Les constructions grâce aux donations et aux legs firent de la basilique un grand complexe avec diverses dépendances ; de 1412 jusqu'à la fin du siècle furent édifiés le couvent, l'école, l'oratoire, la bibliothèque, jusqu'à ce que, en 1521, on édifiât autour de la place un portique de 52 arches pour abriter les marchands, du fait que le le marquis Frédéric Gonzague avait fait déplacer la « foire de Porto » inaugurant la tradition de la foire de la mi-août aux Mercis.
La construction de la basilique fit croître la popularité du lieu et les pèlerinages y affluèrent de plus en plus. À côté des pauvres gens du pays environnant on vit des nobles, et même l'empereur Charles Quint et le pape Pie II allèrent rendre hommage à l'image sacrée. C’était le début de toute une série de donations qui conduisirent à modifier la structure architecturale d’origine ; quelques familles mantouanes importantes firent construire des chapelles privées annexées au couvent, ou à l'intérieur de l'église, pour y enterrer leurs ancêtres. Giulio Romano lui-même, sur commission, travailla dans l'église des Grâces, son œuvre et celle de son école sont en fait le « Mausolée des Castiglioni » et d’autres interventions dans la sacristie.
En 1642 fut ajoutée sur la place une nouvelle aile de portiques et on édifia la sacristie avec un autel. Enfin, l'ambitieux projet de 1700 pour une extension ultérieure du complexe, à la demande de la duchesse Anna Isabella Gonzaga de Guastalla, prévoyait l'édification de 15 chapelles sur la route conduisant à Mantoue, mais il ne fut jamais terminé.

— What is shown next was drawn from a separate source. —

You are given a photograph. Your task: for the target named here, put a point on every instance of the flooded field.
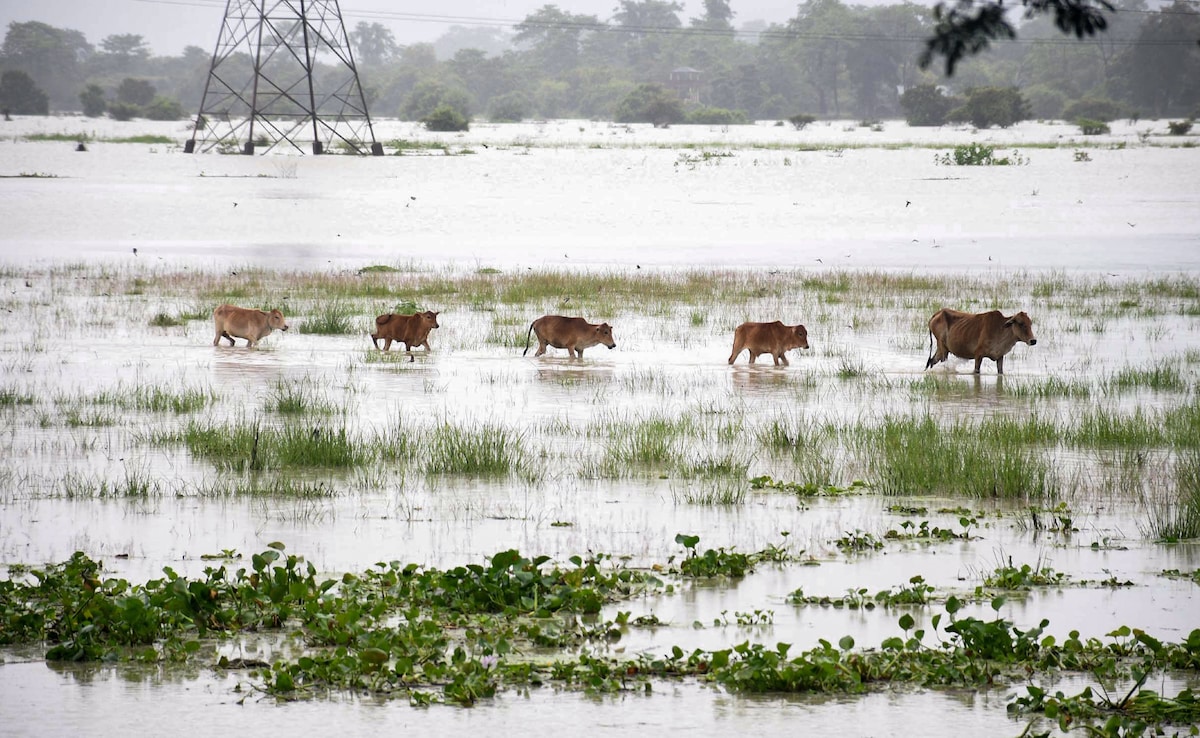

En 1782 le couvent fut fermé et transformé en hôpital. Ainsi commença le déclin de la Basilique ; l'invasion napoléonienne priva la collection d’ex-voto d'une bonne partie de ses trésors et le matériel que contenait la riche bibliothèque fut dispersé ou détruit ; en 1812, enfin, on démantela une bonne partie du complexe architectural.
L'image conservée dans le Sanctuaire de Notre-Dame-des-Grâces représente Marie selon le schéma des « Vierges de tendresse » ; en effet elle est représentée avec dans ses bras l'Enfant qui lui touche doucement le visage. L'enfant semble potelé, son visage est rond et il tourne son regard vers le spectateur. Les couleurs des vêtements contrastent avec le voile bicolore décoré de roses et de petits coqs dans lequel est enveloppée la Vierge. En revanche la couleur du fond aide à exalter les auréoles et les couronnes qui dominent les visages et à focaliser l'attention sur les regards - doux et vif respectivement de la Vierge et de l'enfant. L'image a subi au cours de son histoire différentes modifications et restaurations qui, aujourd'hui, sont surtout décelables au niveau des yeux et des mains ; les incohérences parmi les différentes techniques utilisées laissent de toute façon intactes ces marques d'identification dans les figures qui permettent de dater l’œuvre de la fin du Trecento, ce qui en fait sûrement la plus ancienne de l'église. On peut penser avec vraisemblance que cette image, même si on n’y a fait aucune étude radiographique qui pût vérifier cette théorie, est l'original qui, en 1406, a conduit à la réalisation du sanctuaire tout entier à partir du modeste abri au milieu des eaux du lac.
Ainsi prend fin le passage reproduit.